Does that stop me from following her when class is over? From stalking her like some creeper as she heads to the food court at the Student Union? No. Not even a little bit.

Chapter 2

WHEN I STARTED college, I loved it. I loved the freedom of choosing what classes I wanted to take and when. I loved the exchange of ideas and the notion that professors were actually interested in what I was thinking. They might not always agree with me, but an intelligent argument was valued. And I loved the anonymity of it. No one here knew the old me. I was no longer that weird loner who everyone assumed was smoking up before class. Which is kind of ironic considering I was never even offered drugs until I got to college.

There weren’t any stupid cliques in college. Not, at least, in that incestuous way of high school. Sure, you could find one, create one, but there were too many students to even notice those groups. I loved being one of thousands, not one of a hundred.

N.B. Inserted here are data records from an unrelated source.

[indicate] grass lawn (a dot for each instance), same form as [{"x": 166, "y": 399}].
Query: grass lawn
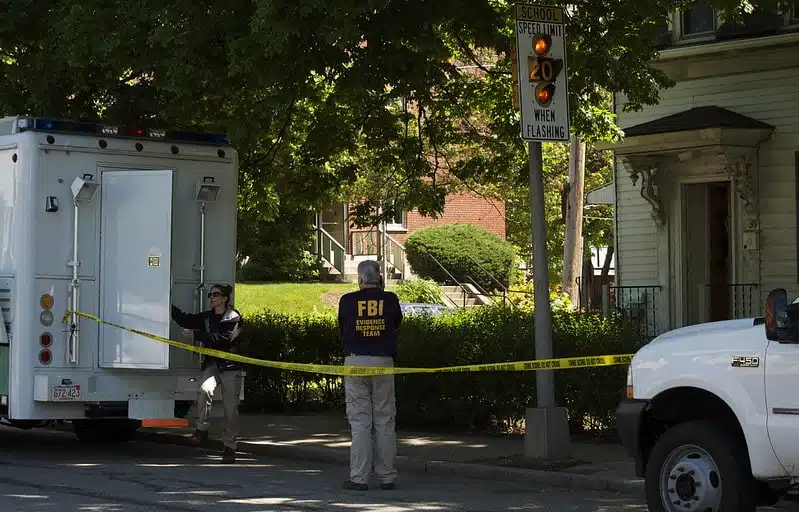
[{"x": 296, "y": 298}]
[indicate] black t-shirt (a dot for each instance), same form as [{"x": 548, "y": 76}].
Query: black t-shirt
[{"x": 368, "y": 321}]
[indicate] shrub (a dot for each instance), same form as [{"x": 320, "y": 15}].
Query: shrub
[
  {"x": 425, "y": 291},
  {"x": 488, "y": 334},
  {"x": 462, "y": 249}
]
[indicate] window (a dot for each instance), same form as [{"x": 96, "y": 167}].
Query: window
[
  {"x": 397, "y": 221},
  {"x": 698, "y": 20}
]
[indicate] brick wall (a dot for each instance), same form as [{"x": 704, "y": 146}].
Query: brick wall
[{"x": 461, "y": 208}]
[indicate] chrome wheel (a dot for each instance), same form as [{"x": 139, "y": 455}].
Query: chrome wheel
[{"x": 690, "y": 480}]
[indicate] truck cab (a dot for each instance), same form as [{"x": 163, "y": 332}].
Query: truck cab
[{"x": 711, "y": 413}]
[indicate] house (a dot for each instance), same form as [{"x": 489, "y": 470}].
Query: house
[
  {"x": 340, "y": 246},
  {"x": 706, "y": 181}
]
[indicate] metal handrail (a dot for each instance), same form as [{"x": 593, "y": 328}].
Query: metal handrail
[
  {"x": 484, "y": 292},
  {"x": 330, "y": 237},
  {"x": 489, "y": 274},
  {"x": 462, "y": 287}
]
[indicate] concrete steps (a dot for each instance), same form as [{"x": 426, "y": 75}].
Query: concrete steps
[{"x": 456, "y": 296}]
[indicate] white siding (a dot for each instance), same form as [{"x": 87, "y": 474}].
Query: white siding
[{"x": 769, "y": 96}]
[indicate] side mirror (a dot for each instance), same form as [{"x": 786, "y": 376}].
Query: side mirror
[{"x": 779, "y": 326}]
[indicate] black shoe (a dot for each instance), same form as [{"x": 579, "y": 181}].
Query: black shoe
[
  {"x": 354, "y": 486},
  {"x": 200, "y": 437}
]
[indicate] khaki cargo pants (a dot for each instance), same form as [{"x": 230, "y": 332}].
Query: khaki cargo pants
[
  {"x": 371, "y": 405},
  {"x": 230, "y": 382}
]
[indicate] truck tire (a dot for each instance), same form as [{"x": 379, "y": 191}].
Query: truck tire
[
  {"x": 106, "y": 430},
  {"x": 699, "y": 465}
]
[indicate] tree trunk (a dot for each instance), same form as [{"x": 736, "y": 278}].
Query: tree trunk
[
  {"x": 573, "y": 243},
  {"x": 606, "y": 264}
]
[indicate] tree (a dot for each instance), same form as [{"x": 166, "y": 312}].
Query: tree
[
  {"x": 303, "y": 87},
  {"x": 597, "y": 226}
]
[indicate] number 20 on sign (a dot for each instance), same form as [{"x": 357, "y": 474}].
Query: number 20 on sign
[{"x": 541, "y": 72}]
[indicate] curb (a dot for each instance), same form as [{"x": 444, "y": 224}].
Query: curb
[{"x": 629, "y": 486}]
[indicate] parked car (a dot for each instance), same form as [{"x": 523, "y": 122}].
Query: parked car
[{"x": 416, "y": 308}]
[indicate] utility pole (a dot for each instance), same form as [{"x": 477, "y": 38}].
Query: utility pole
[
  {"x": 541, "y": 77},
  {"x": 573, "y": 240}
]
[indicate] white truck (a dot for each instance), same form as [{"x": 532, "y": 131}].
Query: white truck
[
  {"x": 115, "y": 222},
  {"x": 711, "y": 415}
]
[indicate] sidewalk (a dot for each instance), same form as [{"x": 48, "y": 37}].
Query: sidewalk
[{"x": 325, "y": 437}]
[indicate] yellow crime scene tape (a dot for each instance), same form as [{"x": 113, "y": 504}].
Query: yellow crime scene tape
[{"x": 562, "y": 363}]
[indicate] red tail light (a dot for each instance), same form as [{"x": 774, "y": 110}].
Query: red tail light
[{"x": 45, "y": 356}]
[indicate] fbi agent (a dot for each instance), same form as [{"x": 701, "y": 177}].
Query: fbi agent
[
  {"x": 219, "y": 328},
  {"x": 368, "y": 321}
]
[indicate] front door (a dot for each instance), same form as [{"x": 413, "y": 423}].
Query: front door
[{"x": 706, "y": 251}]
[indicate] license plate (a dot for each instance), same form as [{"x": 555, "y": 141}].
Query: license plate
[{"x": 66, "y": 393}]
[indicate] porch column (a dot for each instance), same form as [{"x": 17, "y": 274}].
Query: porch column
[
  {"x": 647, "y": 169},
  {"x": 741, "y": 166}
]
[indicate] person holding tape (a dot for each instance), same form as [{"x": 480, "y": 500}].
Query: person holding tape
[
  {"x": 218, "y": 328},
  {"x": 368, "y": 322}
]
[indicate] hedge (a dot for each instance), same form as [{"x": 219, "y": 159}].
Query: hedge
[
  {"x": 467, "y": 252},
  {"x": 484, "y": 401}
]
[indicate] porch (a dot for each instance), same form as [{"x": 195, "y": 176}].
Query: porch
[
  {"x": 340, "y": 249},
  {"x": 688, "y": 222}
]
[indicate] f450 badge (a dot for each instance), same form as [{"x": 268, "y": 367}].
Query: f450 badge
[{"x": 745, "y": 362}]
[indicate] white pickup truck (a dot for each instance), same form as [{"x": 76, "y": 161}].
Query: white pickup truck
[{"x": 711, "y": 414}]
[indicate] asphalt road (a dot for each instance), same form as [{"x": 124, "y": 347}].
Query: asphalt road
[{"x": 46, "y": 470}]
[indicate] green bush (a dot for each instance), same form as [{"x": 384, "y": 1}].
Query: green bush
[
  {"x": 462, "y": 249},
  {"x": 419, "y": 290},
  {"x": 488, "y": 334}
]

Because I could start fresh, be myself without being told that being myself wasn’t good enough.

But now I’ve grown weary of school. My brain is tired. I don’t want to spend another night writing papers or cramming for exams until my eyes blur. I don’t know if it’s normal to be twenty-one and burnt out, but that’s how I feel. I just want it all to be over. And I still have a year left.

Of course, that fact brings its own brand of issues, as in what the f**k am I going to do once I’m out? I majored in European History because it interests me, not because I wanted to be a historian. The truth is, I don’t know what I want to “be.” Oh, I have a list of life wants: happiness, security, excitement, and making enough money that I can travel whenever I want. But shouldn’t I have an idea of how I’m going to live my life? Isn’t that the way it’s supposed to go?

I just don’t know. It’s been plaguing me of late. What to do? What to do?

And because the question brings a sick lurch of fear into my gut whenever I linger on it for too long, I try to ignore it.

I’m trying now, trying to study, trying to not think about the rest of my life. Only I end up staring off into space, my pen tapping against my class notes as I sit in the Student Union dining hall.

Students come and go around me, a constant chatter of voices punctuated by random bursts of laughter. I don’t even know what I’m looking at when a familiar—and not appreciated—sensation steals over my skin, prickling it.

Don’t react, I tell myself. Don’t do it.

I turn my head anyway. And immediately spot him. Baylor.

How does my body know? Why does it instantly perk up when he’s near? It’s like I have internal Drew Baylor radar. I ought to be studied by the NSA or something. At the very least have my head examined. Because this has to stop.

My only consolation is that he’s looking at me too. Maybe before I even noticed him, because our gazes instantly clash. A buzz goes through my body, a low, warm hum that has my lower belly clenching.